In both cases, the msg part in the logs reads
Failed to register agent pod. Please make sure the agent version matches the server version
However, the error part changes from complaining to an “unknown authority” to complaining about a certificate that “doesn’t contain IP SANs”.
# The test instance is exposed by IP address and it’s certificate does have an IP SAN entry.
In view of the above, I think the msg about version mismatches is a generic hint for any kind of error and you really should be looking at the error. Unfortunately, in @ahmed.ajwed’s case that is not particularly informative
BTW, I’m using the Docker image, i.e. GitLab Omnibus, so that nginx is the one that comes bundled with it. I don’t run an extra reverse-proxy in front of the container.
Sorry, that was caused by a bad WebSocket URL. It seems that GitLab drops the instance’s port number if that is not the default 443
Anyway, getting all my test setups sorted out, I am now able to reproduce @ahmed.ajwed’s error message with 16.8.0-rc1 as well as 16.7.0 agents trying to register as separate clusters to a GitLab 16.7.0 instance. I’ve tried with versions 1.22.0 and 1.21.0 of the Helm chart.
Just noticed this in the gitlab-kas log (redacted for readability)
{
"level":"error",
"time":"2024-01-11T14:27:47.665+0900",
"msg":"AgentInfo()",
"grpc_service":"gitlab.agent.reverse_tunnel.rpc.ReverseTunnel",
"grpc_method":"Connect",
"error":"Get \"https://$HOSTNAME/gitlab/api/v4/internal/kubernetes/agent_info\": tls: failed to verify certificate: x509: certificate signed by unknown authority"
}
To solve that, I put a copy of /path/to/self-signed-cert in the container’s /etc/gitlab/trusted-certs/
and in the container ran
gitlab-ctl reconfigure
sv restart gitlab-kas
Eventually, all the cluster from my previous registration attempts connected successfully
So, if you are using self-signed certificates, make sure to establish trust on the agent and GitLab sides and your problem might/should go away.

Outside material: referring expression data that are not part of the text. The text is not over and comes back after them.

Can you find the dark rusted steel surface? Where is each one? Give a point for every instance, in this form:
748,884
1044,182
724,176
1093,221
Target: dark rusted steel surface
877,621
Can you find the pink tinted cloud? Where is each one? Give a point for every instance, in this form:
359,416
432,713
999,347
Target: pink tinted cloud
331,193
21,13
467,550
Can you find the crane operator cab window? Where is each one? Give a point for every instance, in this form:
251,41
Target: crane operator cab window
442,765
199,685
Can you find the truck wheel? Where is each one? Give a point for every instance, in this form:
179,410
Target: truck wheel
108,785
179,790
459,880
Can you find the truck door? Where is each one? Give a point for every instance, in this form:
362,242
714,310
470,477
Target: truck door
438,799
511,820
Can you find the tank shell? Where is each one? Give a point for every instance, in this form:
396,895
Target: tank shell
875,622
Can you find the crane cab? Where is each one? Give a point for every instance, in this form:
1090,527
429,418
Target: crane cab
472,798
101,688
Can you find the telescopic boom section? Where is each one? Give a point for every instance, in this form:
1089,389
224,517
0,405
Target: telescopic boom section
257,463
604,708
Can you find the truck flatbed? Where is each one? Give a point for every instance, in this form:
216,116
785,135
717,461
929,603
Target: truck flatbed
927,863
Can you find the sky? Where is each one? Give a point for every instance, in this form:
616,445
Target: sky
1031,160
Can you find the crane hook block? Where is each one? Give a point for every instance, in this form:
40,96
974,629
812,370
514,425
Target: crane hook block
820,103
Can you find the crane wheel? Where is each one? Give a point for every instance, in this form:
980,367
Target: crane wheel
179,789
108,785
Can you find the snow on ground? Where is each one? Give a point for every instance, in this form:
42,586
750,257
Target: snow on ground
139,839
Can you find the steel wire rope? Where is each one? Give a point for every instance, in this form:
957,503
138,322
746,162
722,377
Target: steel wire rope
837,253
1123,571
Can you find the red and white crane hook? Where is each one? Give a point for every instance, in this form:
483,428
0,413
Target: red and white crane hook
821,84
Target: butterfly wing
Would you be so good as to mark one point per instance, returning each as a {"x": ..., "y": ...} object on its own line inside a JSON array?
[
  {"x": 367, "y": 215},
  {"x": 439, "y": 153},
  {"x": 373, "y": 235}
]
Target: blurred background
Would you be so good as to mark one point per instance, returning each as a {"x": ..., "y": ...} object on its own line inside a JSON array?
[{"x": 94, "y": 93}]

I face same issue when I am trying to deploy a Kubernetes agent to my local k3s cluster.
The pod log showed following error
{"level":"error","time":"2024-01-15T04:55:29.991Z","msg":"Failed to register agent pod. Please make sure the agent version matches the server version","mod_name":"agent_registrar","error":"rpc error: code = Unavailable desc = connection error: desc = \"transport: Error while dialing: failed to WebSocket dial: expected handshake response status code 101 but got 400\""}
I tried to deploy Kubernetes agent on same cluster and same way few months ago and worked fine. Is it an issue from their latest version?
I have also checked gitlab-kas log and I didn’t see any certificate error like above.
I got the same issue on k3s cluster.
Here is my override value :
# -- confiure the used image
image:
# -- Overrides the image tag whose default is the chart appVersion.
tag: "v16.8.0-rc1"
# -- configure the agent
config:
# -- The user-facing URL for the in-cluster `agentk`
#kasAddress: 'wss://gitlab.homelab.dev/-/kubernetes-agent/'
kasAddress: 'wss://kas.homelab.dev/'
# -- put your agent token here
token: glagent-glagent-xxxxxxxxxxxxxxxxxxxxxxxxxxxxxxxxxxxxxxxxxx
# -- list of hosts and IPs that will be injected into the pod's hosts file
# Example:
# `[{ "ip": "127.0.0.1", "hostnames": [ "foo.local", "bar.local" ]}, { "ip": "10.1.2.3", "hostnames": [ "foo.remote", "bar.remote" ]}]`
hostAliases: [
{ "ip": "10.43.24.120", "hostnames": [ "kas.homelab.dev" ] }
]
I installed my GitLab EE by package manager instead of Helm, and I have also configured the kas external url to wss://gitlab.mydomain.com/-/kubernetes-agent/ in gitlab.rb, but it’s still failed to connect with same error.
Is the issue you posted actually saying if we deploy GitLab to a subdomain, we need to specifically define the kas external url to kas.gitlab.mydomain.com, otherwise by default it will be kas.mydomain.com?